Concortis has developed a core ADC technology platform that sets a new industry standard for ADCs and will transform biologics such as antibodies, proteins, and peptides into therapeutics that are more efficient. Using our ADC technology, G-MAB™ antibody library, proprietary toxins, and K-Lock™ and C-Lock™ conjugation methods, we create a comprehensive technology platform that supports our scientific research, focusing on ADCs for targeted cancer therapy.


Our parent company, Sorrento Therapeutics, Inc. (NASDAQ: SRNE) has developed G-MAB technology, one of the largest and most diverse fully human antibody libraries in the industry. This antibody library platform was designed to facilitate the rapid identification and selection of highly specific monoclonal antibody (mAb) therapeutic product candidates.

Sorrento’s library achieves its high diversity from a large collection of high-quality antibodies. The theoretical diversity of our library has been calculated to be more than ten quadrillion (10E16) unique antibodies, making it one of the largest fully human antibody library available to pharmaceutical and biotechnology companies for drug discovery and development partnerships. Exemplary of the uniqueness of the library quality are Sorrento’s immunomodulatory anti-PD1 and anti-PD-L1 mAbs, which are, to the company’s knowledge, the only mAbs targeting PD-1 and PD-L1 in development derived from an antibody library. Sorrento has established a comprehensive program aimed at the discovery and development of immunomodulatory antibodies for the treatment of cancer and potentially other disease indications.

Furthermore, the library has also yielded mAbs that target G-protein-coupled receptors (GPCRs), which are important drug targets but have historically been difficult to target using monoclonal antibodies.

Preclinical models demonstrated that Sorrento’s GPCR antibodies have excellent properties resulting in significant reduction in the disease score when evaluated in a mouse model of multiple sclerosis.

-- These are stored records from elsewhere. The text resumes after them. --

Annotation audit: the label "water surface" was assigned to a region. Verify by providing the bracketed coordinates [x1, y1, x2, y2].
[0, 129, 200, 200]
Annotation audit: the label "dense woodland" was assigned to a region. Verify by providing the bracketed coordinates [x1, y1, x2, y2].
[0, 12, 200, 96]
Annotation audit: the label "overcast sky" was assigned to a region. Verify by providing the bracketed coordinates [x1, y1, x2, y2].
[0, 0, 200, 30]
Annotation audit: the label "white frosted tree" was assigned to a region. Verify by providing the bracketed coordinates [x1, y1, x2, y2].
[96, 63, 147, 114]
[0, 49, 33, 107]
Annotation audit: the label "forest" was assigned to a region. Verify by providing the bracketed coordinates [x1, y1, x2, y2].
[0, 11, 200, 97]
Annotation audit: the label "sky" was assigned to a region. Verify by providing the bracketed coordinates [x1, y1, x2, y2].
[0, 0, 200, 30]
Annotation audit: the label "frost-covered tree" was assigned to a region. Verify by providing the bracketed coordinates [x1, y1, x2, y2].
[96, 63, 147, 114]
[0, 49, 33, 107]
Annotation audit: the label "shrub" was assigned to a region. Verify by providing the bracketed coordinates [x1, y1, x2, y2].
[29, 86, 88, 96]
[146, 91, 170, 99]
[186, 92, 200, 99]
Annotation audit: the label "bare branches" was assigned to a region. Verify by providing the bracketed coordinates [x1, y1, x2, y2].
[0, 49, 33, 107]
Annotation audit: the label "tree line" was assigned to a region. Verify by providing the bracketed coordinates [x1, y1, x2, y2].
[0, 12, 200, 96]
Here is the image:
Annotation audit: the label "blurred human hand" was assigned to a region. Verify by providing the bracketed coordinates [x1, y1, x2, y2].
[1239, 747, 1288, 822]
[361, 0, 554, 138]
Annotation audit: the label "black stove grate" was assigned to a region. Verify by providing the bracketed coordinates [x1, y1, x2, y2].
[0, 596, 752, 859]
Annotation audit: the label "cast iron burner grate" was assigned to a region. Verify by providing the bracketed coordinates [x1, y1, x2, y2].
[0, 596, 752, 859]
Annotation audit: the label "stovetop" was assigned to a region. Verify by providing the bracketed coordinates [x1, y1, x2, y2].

Sorrento has advanced over 10 preclinical monoclonal antibody development candidates in the G-MAB pipeline, including those aimed at treatments for oncology and inflammation.



We have developed a panel of proprietary toxins derived from natural cytotoxic compounds with our in-house chemical design and synthesis to optimize performance of our payloads. Various structural modifications of known compounds were implemented through our in-house chemical design and synthesis to address issues such as efficacy, toxicity, conjugation and stability.

These toxins have been screened on multiple tumor cell lines and through in vivo studies.Our selection of toxins provides a spectrum of different mode of actions including tubulin inhibitors, RNA polymerase inhibitors, and DNA damaging agents.



The therapeutic potential of many ADCs that are currently in pre-clinical or clinical development, including FDA-approved ado-trastuzumab emtansine (Kadcyla®) suffered from very narrow therapeutic window. There is constant need in the ADC field for further improvement.

Many ADCs that are currently in pre-clinical or clinical development including FDA approved ado-trastuzumab emtansine (Kadcyla®), have very narrow therapeutic window and further improvements may be required to enhance the therapeutic potential. Many of those ADCs were produced by random conjugation to the surface lysines on an antibody to yield heterogeneous mixture that is very difficult to characterize and ensure batch to batch consistency. Site-specific conjugation has recently shown to eliminate heterogeneity, improve conjugate stability, and increase the therapeutic window. Herein, we developed a proprietary K-Lock™ conjugation method that is a linker-controlled, site-selective conjugation technology targeting 2 native Lys sites out of 80-90 Lys present in an antibody WITHOUT the need of antibody modification for cell engineering or enzymatic modification steps that are used in various site-specific conjugation strategies use of engineered cysteine residues, unnatural amino acids, and enzymatic conjugation through glycosyltransferases and transglutaminases. The generated ADCs have fewer regioisomers and lower DAR while maintaining comparable potency to ADCs generated from standard conjugation methods.


FDA-approved ADC, brentuximab vedotin (Adcetris®), is produced through reduction of four inter-chain disulfide bonds followed by partial maleimide conjugation to the exposed sulfhydryl groups. ADCs generated with this approach are polydisperse and the drug-antibody ratios (DAR) ranges from 0–8.

Our proprietary C-Lock™ conjugation method utilizes novel linker chemistry to reconnect the antibody heavy and light chains following the reduction of the inter-chain disulfide bonds. The crosslinking introduces one payload per reduced disulfide bond. The resultant ADCs possess enhanced stability in vitro and in vivo, with a probable improvement in PK and PD profile. The cross linking conjugation process can be optimized to consistently produce an ADC with DAR 4 in very high yield, thereby simplifying the purification and characterization process in ADC production.